Breaking the elastic limit of piezoelectric ceramics using nanostructures: A case study using ZnO

Abstract

Piezoelectric materials are suitable for haptic technology as they can convert mechanical stimuli into electrical signals and vice-versa. However, owing to their disadvantageous mechanical properties such as brittleness (in ceramics) and a low piezoelectric coefficient (in polymers), their application in haptic technology remains challenging.
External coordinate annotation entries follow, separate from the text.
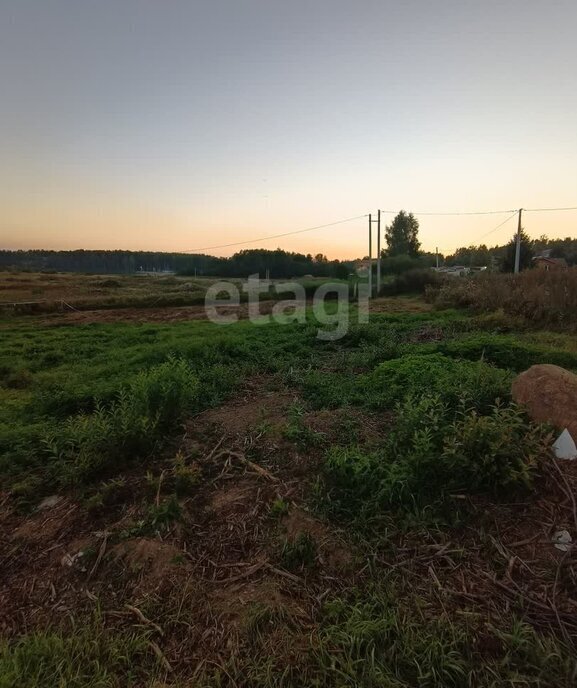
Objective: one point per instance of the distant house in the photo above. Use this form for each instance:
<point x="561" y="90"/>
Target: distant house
<point x="547" y="263"/>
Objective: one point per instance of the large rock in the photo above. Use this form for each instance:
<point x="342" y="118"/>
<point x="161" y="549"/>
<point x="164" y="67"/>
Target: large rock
<point x="549" y="393"/>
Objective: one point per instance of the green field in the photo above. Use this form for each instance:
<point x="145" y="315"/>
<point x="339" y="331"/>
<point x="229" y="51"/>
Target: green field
<point x="251" y="506"/>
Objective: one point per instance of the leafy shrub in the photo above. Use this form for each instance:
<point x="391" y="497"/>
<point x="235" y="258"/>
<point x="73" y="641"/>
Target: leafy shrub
<point x="478" y="384"/>
<point x="431" y="453"/>
<point x="539" y="296"/>
<point x="130" y="426"/>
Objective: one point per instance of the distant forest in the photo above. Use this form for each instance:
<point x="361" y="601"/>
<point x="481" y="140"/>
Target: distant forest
<point x="497" y="256"/>
<point x="281" y="264"/>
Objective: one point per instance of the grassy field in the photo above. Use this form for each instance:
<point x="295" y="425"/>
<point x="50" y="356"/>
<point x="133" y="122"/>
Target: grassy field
<point x="185" y="504"/>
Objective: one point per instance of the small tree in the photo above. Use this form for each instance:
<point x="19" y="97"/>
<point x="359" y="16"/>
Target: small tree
<point x="402" y="236"/>
<point x="526" y="257"/>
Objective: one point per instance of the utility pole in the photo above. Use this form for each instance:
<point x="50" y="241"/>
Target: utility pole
<point x="370" y="256"/>
<point x="518" y="244"/>
<point x="378" y="252"/>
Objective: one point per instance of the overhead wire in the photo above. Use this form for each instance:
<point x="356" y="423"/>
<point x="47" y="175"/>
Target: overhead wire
<point x="392" y="212"/>
<point x="276" y="236"/>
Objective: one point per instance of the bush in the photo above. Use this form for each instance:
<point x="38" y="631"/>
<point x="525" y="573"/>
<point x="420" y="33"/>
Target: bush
<point x="539" y="296"/>
<point x="431" y="454"/>
<point x="130" y="426"/>
<point x="506" y="351"/>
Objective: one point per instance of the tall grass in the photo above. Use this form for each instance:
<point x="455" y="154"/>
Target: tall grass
<point x="132" y="425"/>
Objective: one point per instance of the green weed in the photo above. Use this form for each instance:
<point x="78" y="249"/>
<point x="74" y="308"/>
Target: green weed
<point x="299" y="553"/>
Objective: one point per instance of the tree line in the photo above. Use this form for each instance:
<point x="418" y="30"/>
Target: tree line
<point x="403" y="250"/>
<point x="280" y="264"/>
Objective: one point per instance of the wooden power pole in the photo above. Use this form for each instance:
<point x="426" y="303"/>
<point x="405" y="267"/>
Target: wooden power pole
<point x="370" y="256"/>
<point x="378" y="252"/>
<point x="518" y="244"/>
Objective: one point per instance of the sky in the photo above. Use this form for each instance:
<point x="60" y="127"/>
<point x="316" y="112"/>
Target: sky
<point x="180" y="125"/>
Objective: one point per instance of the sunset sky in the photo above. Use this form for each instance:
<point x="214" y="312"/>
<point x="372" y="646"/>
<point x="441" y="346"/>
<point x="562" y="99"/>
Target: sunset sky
<point x="185" y="124"/>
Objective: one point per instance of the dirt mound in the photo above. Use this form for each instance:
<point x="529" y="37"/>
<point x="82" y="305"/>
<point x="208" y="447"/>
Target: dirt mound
<point x="549" y="393"/>
<point x="152" y="559"/>
<point x="266" y="410"/>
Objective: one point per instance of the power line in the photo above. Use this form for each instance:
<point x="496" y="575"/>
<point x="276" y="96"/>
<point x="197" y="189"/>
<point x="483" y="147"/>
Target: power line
<point x="481" y="212"/>
<point x="276" y="236"/>
<point x="498" y="226"/>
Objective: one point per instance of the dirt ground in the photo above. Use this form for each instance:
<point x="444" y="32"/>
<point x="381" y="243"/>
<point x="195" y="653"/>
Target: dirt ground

In this paper, we introduce a truss-like 3D hollow nanostructure using zinc oxide (ZnO) that exhibits a drastically improved elastic strain limit while maintaining a piezoelectric coefficient similar to that of singlecrystal ZnO. The ZnO hollow nanostructure was fabricated using proximity field nanopatterning (PnP) and atomic layer deposition (ALD) at four different processing temperatures. The piezoelectric characteristics were analyzed through dual AC resonance tracking piezoresponse force microscopy (PFM), and the piezoelectric coefficient was measured to be up to 9.2 pm/V. The nanopillar compression test result showed that the measured elastic strain limit of approximately 10% was at least 3 times greater than the previously reported value. The extended elastic limit of the 3D hollow structure was further supported by finite element simulations. The ZnO hollow nanostructure shows excellent potential for its application to enhanced haptic devices, which mimic the human sense of touch.